Burada, aralarında anlam bağı kurmaya çalıştığımız üç şiirin yayınlanışlarıyla ilgili tespitleri de ortaya koyalım: "Bülbül" 1921'de Dergâh Mecmuası'nda, "Başım" 1927'de Hayat Mecmuası'nda yayımlanmıştır. İlk neşir tarihlerine göre bu şiirler "Piyâle"de şu şekilde olmalıydı: "Bülbül", "Karanfil", "Başım"? Fakat şair bu sıralamaya uymamış, tercihini "Başım", "Karanfil" ve "Bülbül" şeklinde kullanmıştır. Şekille ilgili bu ilginç duruma başka bir husus da eklenebilir: "Karanfil" ile "Bülbül" kitabın aynı sayfasında yer alıyor. Bütün bunlardan sonra, bu iki şiirdeki ortak havayı ve her üç şiirdeki ortak noktaları şairin bilinçli bir şekilde okuyucuya arz ettiğini söyleyebiliriz.

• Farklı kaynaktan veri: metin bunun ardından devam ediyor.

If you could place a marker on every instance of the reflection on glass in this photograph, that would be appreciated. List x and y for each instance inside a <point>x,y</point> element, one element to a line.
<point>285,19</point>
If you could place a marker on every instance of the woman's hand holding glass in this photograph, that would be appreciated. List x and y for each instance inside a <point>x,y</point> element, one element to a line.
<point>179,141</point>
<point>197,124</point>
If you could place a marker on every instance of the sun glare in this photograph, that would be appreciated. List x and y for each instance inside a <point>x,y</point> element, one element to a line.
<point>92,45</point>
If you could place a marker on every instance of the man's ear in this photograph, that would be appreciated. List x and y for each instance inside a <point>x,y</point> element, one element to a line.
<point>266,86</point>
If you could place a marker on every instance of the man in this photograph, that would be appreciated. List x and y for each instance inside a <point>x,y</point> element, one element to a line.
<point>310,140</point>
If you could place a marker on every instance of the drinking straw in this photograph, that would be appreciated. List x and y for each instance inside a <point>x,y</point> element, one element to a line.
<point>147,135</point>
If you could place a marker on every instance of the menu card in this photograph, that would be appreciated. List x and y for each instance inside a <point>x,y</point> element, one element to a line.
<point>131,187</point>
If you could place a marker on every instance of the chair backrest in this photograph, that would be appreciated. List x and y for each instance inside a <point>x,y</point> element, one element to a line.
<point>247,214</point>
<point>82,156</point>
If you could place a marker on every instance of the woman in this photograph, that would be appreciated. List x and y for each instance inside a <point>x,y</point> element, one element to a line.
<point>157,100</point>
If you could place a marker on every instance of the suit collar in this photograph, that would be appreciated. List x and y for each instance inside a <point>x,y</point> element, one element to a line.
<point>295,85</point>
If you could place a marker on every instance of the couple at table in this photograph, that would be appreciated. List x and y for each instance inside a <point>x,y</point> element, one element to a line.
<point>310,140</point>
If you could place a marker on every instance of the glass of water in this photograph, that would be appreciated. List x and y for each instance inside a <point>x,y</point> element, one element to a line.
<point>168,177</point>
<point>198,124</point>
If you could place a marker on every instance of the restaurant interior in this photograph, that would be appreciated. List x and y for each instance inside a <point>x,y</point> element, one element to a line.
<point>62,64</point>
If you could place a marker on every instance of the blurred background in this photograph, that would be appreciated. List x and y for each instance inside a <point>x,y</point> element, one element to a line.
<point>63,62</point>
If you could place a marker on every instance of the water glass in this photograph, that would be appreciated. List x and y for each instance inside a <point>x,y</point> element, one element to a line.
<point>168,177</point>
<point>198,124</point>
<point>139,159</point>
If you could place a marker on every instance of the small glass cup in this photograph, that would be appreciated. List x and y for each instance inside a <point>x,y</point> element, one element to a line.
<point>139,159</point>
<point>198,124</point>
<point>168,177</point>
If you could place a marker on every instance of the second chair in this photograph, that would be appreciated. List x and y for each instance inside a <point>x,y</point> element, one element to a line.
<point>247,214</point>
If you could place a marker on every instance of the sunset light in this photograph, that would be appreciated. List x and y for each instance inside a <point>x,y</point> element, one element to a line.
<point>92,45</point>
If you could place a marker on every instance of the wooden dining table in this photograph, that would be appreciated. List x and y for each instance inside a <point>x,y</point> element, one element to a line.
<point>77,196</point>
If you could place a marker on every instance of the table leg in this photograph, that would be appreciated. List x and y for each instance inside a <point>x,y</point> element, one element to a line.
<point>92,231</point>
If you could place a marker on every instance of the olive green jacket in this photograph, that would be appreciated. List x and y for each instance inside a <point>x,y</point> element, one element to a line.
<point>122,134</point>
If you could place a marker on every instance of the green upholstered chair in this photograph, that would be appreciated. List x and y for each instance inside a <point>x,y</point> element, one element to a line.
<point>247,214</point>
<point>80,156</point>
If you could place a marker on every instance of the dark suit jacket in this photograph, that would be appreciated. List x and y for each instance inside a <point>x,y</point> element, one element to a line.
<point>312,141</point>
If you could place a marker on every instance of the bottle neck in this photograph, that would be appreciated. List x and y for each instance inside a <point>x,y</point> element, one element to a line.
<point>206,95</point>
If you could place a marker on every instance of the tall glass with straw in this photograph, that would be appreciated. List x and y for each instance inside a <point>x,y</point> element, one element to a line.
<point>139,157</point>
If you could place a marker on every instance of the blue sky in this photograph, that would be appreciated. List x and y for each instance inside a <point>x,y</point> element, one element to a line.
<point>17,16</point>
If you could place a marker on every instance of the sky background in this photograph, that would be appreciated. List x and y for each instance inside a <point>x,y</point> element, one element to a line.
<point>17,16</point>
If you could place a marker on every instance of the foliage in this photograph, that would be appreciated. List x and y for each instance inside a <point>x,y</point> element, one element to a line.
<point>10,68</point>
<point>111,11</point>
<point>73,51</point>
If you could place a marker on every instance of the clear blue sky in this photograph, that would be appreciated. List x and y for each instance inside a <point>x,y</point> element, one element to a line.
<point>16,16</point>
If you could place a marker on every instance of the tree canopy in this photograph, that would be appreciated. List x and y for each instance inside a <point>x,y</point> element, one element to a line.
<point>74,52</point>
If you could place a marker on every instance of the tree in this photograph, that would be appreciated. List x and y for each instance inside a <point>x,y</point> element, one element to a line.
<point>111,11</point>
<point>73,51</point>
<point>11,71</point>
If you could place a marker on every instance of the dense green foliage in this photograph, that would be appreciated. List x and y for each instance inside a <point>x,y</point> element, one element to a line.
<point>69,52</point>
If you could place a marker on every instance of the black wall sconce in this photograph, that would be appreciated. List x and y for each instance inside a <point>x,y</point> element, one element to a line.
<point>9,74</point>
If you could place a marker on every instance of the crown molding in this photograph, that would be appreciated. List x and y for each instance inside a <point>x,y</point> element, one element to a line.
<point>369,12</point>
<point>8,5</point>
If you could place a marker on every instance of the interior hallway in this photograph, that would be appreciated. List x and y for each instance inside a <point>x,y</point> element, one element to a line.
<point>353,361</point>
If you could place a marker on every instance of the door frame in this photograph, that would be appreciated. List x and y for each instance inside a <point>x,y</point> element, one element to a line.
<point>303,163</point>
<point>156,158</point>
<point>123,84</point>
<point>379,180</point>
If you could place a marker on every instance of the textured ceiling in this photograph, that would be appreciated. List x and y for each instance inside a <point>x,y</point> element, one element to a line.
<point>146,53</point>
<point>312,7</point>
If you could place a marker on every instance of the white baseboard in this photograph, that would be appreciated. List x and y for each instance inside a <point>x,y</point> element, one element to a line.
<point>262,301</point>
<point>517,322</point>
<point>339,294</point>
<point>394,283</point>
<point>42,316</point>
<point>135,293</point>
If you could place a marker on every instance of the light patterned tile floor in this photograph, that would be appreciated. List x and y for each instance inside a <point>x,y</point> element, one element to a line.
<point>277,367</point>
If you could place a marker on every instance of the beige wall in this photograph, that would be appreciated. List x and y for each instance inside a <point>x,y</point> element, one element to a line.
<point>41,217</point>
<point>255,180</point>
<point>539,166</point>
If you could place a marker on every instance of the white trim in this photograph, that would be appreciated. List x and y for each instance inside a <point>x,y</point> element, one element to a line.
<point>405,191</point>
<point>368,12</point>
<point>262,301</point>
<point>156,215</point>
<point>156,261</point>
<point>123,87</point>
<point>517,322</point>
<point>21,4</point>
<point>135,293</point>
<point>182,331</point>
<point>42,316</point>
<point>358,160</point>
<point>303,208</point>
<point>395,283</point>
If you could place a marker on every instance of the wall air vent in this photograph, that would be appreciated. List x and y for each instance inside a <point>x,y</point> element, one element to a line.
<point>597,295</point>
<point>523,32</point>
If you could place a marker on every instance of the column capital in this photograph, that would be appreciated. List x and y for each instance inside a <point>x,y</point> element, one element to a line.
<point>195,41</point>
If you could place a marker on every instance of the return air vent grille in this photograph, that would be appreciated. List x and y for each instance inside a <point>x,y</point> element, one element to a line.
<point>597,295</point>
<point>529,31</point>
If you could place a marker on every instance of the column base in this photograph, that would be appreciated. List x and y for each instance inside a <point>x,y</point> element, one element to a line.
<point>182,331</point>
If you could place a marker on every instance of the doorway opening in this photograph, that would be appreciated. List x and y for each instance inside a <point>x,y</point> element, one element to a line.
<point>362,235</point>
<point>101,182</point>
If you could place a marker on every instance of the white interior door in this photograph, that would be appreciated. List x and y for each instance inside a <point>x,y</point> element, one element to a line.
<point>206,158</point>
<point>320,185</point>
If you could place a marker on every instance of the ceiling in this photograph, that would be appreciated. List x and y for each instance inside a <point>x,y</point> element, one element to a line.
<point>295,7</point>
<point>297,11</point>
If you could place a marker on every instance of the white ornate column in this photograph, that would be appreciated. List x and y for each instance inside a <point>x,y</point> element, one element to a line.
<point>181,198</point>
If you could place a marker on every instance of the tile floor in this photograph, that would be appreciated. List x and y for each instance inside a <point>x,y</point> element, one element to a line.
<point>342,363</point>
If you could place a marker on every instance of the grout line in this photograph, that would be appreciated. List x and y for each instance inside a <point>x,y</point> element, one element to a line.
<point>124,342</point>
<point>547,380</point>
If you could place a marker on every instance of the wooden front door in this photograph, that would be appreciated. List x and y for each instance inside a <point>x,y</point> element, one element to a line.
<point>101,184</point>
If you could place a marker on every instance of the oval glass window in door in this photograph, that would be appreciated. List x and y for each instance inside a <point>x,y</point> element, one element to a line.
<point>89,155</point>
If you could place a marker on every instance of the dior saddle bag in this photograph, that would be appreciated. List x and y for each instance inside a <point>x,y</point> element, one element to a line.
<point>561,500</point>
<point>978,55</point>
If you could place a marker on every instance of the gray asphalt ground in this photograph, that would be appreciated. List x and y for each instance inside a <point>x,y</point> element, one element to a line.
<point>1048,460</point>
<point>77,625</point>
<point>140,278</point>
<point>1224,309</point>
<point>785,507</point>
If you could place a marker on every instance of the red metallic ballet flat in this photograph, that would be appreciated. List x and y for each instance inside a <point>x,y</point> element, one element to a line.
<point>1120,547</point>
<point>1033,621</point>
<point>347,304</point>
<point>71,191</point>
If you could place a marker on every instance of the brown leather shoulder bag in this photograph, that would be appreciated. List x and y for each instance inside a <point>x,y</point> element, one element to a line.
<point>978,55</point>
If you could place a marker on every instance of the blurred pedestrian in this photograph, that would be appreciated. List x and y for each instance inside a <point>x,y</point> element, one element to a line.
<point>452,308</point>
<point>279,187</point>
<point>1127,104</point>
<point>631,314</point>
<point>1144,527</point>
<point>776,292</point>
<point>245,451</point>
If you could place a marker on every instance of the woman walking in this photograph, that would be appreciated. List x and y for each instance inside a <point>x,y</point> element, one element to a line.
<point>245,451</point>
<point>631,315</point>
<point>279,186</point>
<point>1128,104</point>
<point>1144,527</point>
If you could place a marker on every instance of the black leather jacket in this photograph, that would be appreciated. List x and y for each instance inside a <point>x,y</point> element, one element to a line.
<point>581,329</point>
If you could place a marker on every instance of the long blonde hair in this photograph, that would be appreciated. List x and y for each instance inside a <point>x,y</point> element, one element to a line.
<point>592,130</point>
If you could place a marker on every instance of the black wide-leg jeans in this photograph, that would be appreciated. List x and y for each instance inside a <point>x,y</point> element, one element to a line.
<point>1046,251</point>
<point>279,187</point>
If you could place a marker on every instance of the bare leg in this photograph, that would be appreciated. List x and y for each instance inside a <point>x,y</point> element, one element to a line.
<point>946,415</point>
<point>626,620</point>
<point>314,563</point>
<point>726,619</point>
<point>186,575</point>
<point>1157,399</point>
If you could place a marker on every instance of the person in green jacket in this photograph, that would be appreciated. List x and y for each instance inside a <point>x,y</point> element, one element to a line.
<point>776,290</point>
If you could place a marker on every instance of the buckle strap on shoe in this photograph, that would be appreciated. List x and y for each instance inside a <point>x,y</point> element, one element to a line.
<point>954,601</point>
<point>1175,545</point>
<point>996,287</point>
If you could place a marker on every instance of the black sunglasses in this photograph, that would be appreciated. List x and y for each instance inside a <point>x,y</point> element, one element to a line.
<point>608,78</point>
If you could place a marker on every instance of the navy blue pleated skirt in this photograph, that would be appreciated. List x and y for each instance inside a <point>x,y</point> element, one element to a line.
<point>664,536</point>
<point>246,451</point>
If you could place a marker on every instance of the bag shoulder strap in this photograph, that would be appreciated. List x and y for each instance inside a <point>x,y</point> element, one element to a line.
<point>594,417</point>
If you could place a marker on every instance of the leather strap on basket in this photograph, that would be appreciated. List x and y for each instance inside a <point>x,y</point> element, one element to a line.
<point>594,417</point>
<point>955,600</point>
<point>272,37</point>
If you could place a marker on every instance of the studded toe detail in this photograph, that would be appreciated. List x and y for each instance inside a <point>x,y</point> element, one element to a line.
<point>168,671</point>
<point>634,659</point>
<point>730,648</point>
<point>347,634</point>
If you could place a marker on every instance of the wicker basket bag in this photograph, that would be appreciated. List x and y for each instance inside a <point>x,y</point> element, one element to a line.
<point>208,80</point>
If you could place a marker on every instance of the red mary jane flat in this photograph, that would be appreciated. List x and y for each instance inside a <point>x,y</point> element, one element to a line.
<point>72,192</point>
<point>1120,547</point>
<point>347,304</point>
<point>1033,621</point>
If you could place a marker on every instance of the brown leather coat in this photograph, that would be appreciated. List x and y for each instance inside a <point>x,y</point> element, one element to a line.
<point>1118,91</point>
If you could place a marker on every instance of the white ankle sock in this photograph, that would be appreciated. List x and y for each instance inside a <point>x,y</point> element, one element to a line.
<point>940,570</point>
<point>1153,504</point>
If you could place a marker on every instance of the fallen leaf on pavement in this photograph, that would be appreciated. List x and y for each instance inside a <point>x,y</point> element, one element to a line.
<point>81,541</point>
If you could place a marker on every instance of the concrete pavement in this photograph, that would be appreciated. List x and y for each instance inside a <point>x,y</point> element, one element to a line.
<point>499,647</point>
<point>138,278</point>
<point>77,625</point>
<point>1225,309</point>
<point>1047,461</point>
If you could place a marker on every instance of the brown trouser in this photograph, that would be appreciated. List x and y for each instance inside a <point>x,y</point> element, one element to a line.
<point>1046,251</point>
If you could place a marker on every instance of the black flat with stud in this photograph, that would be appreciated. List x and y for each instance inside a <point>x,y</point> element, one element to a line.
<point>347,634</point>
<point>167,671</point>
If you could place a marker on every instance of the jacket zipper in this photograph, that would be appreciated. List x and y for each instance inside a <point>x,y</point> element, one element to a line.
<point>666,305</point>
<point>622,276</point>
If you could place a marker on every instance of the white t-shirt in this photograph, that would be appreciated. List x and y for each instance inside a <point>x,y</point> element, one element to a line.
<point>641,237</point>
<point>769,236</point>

"Karanfil" üçer mısralık iki bölümden oluşturulmuş. "abc ? ddc" kafiye şeması ile ve "mef'ûlü, mefâîlü, feûlün" aruz kalıbıyla kurulan şiirde ortak ses yoğunluğu bulunan kelimeler bir arada kullanılmış: "Yârin", "getirilmiş", "bir", "karanfil", "bildi", "gibi", "kesildi" kelimelerindeki "i" sesi ile "yârin", "getirilmiş", "bir", "katre", "alevdir", "karanfil", "ruhum", "vurulmuş", "yer yer", "kelebekler", "pervane" kelimelerindeki "r" sesi şiire hakim olan seslerdir. Bunlara "katre", "karanfil", "kızgın", "kokusundan", "kelebekler" kelimelerindeki "k" sesini de ekleyebiliriz ki, böylece şiirin müzikal yapısındaki yükseklik daha bir belirir?